Erik Paulsen and John Kline voted for the bill, but not Michele.
Erik Paulsen and John Kline voted for the bill, but not Michele.

Yesterday, Michele Bachmann was the only Minnesota congressperson to vote against reauthorization of the historically uncontroversial Violence Against Women Act. Then, in classic Bachmann fashion, her spokesman explained her vote by offering up a heaping mound of doublespeak.

SEE ALSO: Al Franken cried on the Senate floor last year when VAWA renewal stalled

The VAWA -- first approved in 1994 and reapproved twice since 2000 before yesterday's vote -- drew ire from some Republicans this time around for reasons "ranging from a belief that states should handle such matters to concerns over protections extended to gays and lesbians and expanding the authority of tribal courts," the Washington Post reports.

Mother Jones details the political wrangling that preceded yesterday's vote:

On Thursday, following a heated debate on the House floor, lawmakers passed the reauthorization of the Violence Against Women Act.
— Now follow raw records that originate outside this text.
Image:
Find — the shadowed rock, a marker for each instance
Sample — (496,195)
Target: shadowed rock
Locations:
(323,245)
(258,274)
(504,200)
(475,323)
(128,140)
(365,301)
Republicans had held up the law for more than a year over provisions designed to protect undocumented immigrants, Native Americans and members of the LGBT community. In a separate, earlier vote, the House rejected an alternative, stripped-down VAWA pushed by House Majority Leader Rep. Eric Cantor, instead embracing the bipartisan version of the bill the Senate passed last week.

The Senate version of the bill, however, was itself a modified version of Democrats' original bill, passed after Democrats acquiesced to Republican objections and removed a section that would have made more visas available to undocumented victims of domestic violence who help law enforcement prosecute their abusers. But the Senate's compromise bill wasn't good enough for the House Republican leadership, who introduced an alternate version that removed protections for members of the LGBT community and made it harder for tribal courts to prosecute non-Indian abusers [that version of the bill was voted down, paving the way for House approval of the Senate's modified version]...

Thursday's vote was much closer than 2005, the last time the Violence Against Women Act was reauthorized. This year, the bill passed 286-138, with just 87 Republicans joining all 199 Democrats (one Democrat did not vote). In 2005, there were only four "no" votes.

That seems to make it pretty clear that the version of VAWA pushed by Senate Democrats was the stronger version of the bill, right? Not according to the reasoning employed by Bachmann spokesman Dan Kotman.

"Rep. Bachmann recognizes the importance of giving local law enforcement and nonprofit programs the resources they need to fight against domestic violence and sexual assault, which is why she supported the stronger House version of the Violence Against Women Act," Kotman told the Star Tribune.

With logic like that, it's no wonder Bachmann -- contra a mountain of evidence to the contrary -- believes she's incapable of uttering falsehoods.